Il a, par ailleurs, défendu l’idée que « la conférence régionale de gouvernance puisse décider de s’affranchir, si elle le souhaite, du caractère prescriptif des Sraddet », ces schémas régionaux d'aménagement, de développement durable et d'égalité des territoires. Concrètement, « le Sraddet continuerait à s’imposer sauf si cette instance décidait du contraire.
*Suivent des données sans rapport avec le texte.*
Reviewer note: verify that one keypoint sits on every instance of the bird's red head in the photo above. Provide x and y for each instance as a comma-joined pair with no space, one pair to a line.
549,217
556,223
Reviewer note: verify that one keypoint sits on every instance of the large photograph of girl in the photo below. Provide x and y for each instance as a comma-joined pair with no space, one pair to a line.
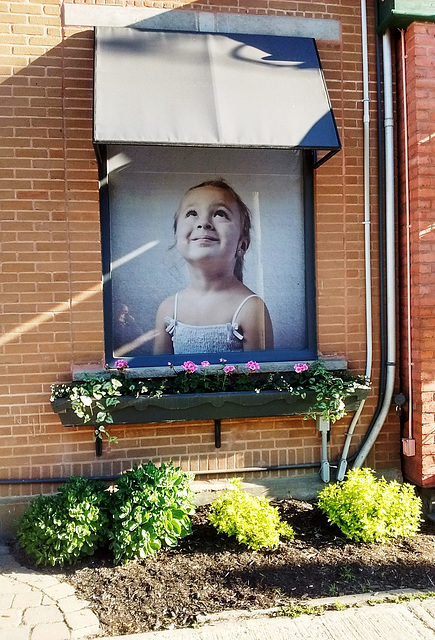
208,253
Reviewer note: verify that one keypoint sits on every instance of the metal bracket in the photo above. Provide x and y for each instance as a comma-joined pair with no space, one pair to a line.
324,427
217,433
98,447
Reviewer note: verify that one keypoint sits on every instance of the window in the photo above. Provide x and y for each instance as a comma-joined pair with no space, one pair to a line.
141,192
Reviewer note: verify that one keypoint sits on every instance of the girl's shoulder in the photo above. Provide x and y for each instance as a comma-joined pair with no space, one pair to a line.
166,307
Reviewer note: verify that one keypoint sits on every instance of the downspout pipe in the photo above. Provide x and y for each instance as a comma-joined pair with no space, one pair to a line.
378,423
342,465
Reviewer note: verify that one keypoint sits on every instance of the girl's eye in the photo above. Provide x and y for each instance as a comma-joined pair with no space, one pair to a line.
221,213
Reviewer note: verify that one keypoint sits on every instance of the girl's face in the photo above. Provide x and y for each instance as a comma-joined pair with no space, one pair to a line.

Ce qui est une manière d’assouplir ».
Aux yeux du ministre de l’Aménagement du territoire, le Zan n’est d’ailleurs « pas forcément un obstacle au développement de nos territoires » puisqu’il est « aussi une garantie de la préservation d'une souveraineté agricole […] et un moyen de réduire notre vulnérabilité à des risques naturels qui deviennent de plus en plus importants ».
20 000 hectares consommés par an
Il voit donc la proposition de loi sénatoriale avant tout comme « un outil pour mieux accompagner les territoires, mieux suivre notre trajectoire et répondre à tous les défis environnementaux, économiques, sociaux qui se posent à nous ».
Insistant d’ailleurs sur « l’ampleur du défi », François Rebsamen a rappelé, en citant les derniers chiffres du Cerema, que le rythme moyen de consommation d’espaces artificialisés se situe « autour de 20 000 hectares par an », dont « 66 % pour l’habitat, 24 % pour l’activité économique et 5 % pour les routes »
Il a également souligné que, « aujourd’hui encore, 61,3 % de la consommation d’espaces est localisée dans des communes détendues, de zonage C ». Ce sont ainsi « 7 820 communes [qui] perdent des ménages tout en consommant de l’espace ».
Un phénomène « très concentré » puisque « 5 % des communes sont concernées par 37 % de la consommation d’espaces », celles-ci étant situées « principalement en bordure des zones urbaines ou sur les littoraux atlantique et méditerranéen ».
Une situation qui « aggrave les inégalités d’accès au service public » (écoles, centres de santé…) en touchant notamment les « plus modestes », et qui entraîne une « fragmentation des territoires », une accentuation de la « vacance des logements » et la « désertification » des centres-villes.